For MM secreting measurable disease is defined as any value quantifiable serum monoclonal protein (≥ 1g/dl) and where applicable, a light chain excretion in urine ≥ 200 mg/24 hours. For Multiple Myeloma oligosecretor or secreting measurable disease defined by the presence of soft tissue plasmacytomas (not bone) determined by clinical examination or radiographic methods (eg MRI, CT-Scan)

  • ECOG PS ≤ 2
  • Expectations of life than 3 months.
  • The patient has the following laboratory values within 28 days before the baseline visit:

Platelet count ≥ 100 x 109 / L, hemoglobin ≥ 8.0g/dL and absolute neutrophil count (ANC) ≥ 1.5 x 109 / L; allowed counts under if they are clearly due to a bone marrow infiltration by MM.

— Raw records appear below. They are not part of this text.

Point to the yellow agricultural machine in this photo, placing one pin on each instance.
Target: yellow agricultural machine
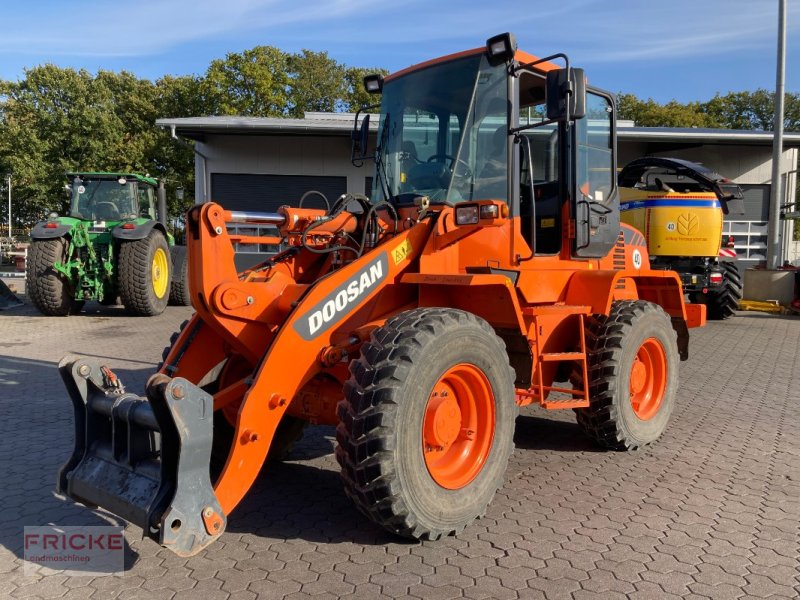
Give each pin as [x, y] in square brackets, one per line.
[679, 206]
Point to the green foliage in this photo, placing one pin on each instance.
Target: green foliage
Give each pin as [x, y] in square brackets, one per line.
[734, 110]
[254, 83]
[317, 83]
[649, 113]
[57, 119]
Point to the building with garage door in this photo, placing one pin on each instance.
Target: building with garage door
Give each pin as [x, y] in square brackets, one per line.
[259, 164]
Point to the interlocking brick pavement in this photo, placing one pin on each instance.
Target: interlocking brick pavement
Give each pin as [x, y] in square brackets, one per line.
[710, 511]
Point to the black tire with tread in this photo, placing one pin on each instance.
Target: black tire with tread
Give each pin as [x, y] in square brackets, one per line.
[379, 439]
[135, 277]
[179, 289]
[50, 291]
[612, 344]
[722, 304]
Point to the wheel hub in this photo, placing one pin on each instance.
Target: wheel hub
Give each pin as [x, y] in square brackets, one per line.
[458, 426]
[648, 379]
[638, 376]
[442, 420]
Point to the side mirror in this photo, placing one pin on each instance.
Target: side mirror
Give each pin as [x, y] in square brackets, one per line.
[566, 94]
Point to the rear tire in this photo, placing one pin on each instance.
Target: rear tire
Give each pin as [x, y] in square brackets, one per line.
[722, 304]
[144, 274]
[179, 290]
[426, 425]
[633, 375]
[49, 290]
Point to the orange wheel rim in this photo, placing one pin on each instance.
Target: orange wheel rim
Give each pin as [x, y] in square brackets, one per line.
[458, 426]
[648, 379]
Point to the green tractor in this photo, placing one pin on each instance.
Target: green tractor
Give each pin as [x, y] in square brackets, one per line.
[113, 244]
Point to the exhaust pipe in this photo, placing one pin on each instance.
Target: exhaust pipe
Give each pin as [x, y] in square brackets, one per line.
[145, 459]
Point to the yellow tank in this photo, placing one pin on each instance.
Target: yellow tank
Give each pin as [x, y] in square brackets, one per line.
[674, 224]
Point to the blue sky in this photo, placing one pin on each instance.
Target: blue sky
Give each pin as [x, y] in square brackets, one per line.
[682, 49]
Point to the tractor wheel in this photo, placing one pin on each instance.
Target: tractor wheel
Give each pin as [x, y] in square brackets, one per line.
[633, 375]
[144, 274]
[179, 290]
[50, 291]
[722, 304]
[427, 421]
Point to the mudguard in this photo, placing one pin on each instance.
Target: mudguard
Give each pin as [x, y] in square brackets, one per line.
[139, 233]
[40, 232]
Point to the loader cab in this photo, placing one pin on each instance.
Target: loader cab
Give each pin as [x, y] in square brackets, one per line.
[469, 127]
[567, 166]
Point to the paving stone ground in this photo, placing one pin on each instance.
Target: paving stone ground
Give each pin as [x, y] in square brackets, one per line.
[710, 511]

Corrected serum calcium <14mg/dL. Aspartate transaminase (AST) ≤ 2.5 x upper limit of normal(LSN) Alanine aminotransferase (ALT) ≤ 2.5 x ULN Total bilirubin within normal limits Serum creatinine <2 mg / dL

- Patients of childbearing potential must use effective contraception during duration of the study and up to 6 months after completion of treatment

Exclusion Criteria:

  • Patient has previously received treatment for multiple myeloma with Pulse steroids except for some emergency that requires it before start of induction therapy, administration of bisphosphonates or radiation therapy, or analgesic due to the presence of plasmacytomas, which require it for some urgency.
  • Patients with non-measurable disease.
  • Patient with peripheral neuropathy grade ³ 2 within 14 days prior to its inclusion in the trial
  • Patients with hypersensitivity to bortezomib, boric acid, or bendamustine mannitol
  • Patient to be known carrier of the virus HIV (human immunodeficiency) surface antigen of hepatitis B virus or who has active infection virus hepatitis C.
  • Patient who has had a myocardial infarction within 6 months prior to inclusion in the clinical trial or has a functional class III or IV according to the New York Heart Association (NYHA) heart failure, uncontrolled angina, uncontrolled ventricular arrhythmias or acute ischemia detected electrocardiographically or conduction system disorders.
  • Patient who has received any investigational agent within 30 days prior their inclusion or is currently in another clinical trial or receiving any investigational agent
  • Patient undergoing major surgery within 30 days before inclusion in the study
  • Patient pregnant or breastfeeding
  • Patients with acute diffuse infiltrative pulmonary disease and / or disease pericardium
  • History of other malignancies after different myeloma (except for basal or squamous cell carcinoma of the skin or carcinoma in situ of the cervix or breast) to unless the patient is free of the disease beyond 5 years
  • Hypertension arterial or poorly controlled diabetes mellitus or any other disease severe organ involving an unreasonable risk to the patient
  • Any psychiatric disorder that interferes with comprehension of consent informed or prevent the normal discharge that requires participation in this trial
  • Patients with major psychiatric history.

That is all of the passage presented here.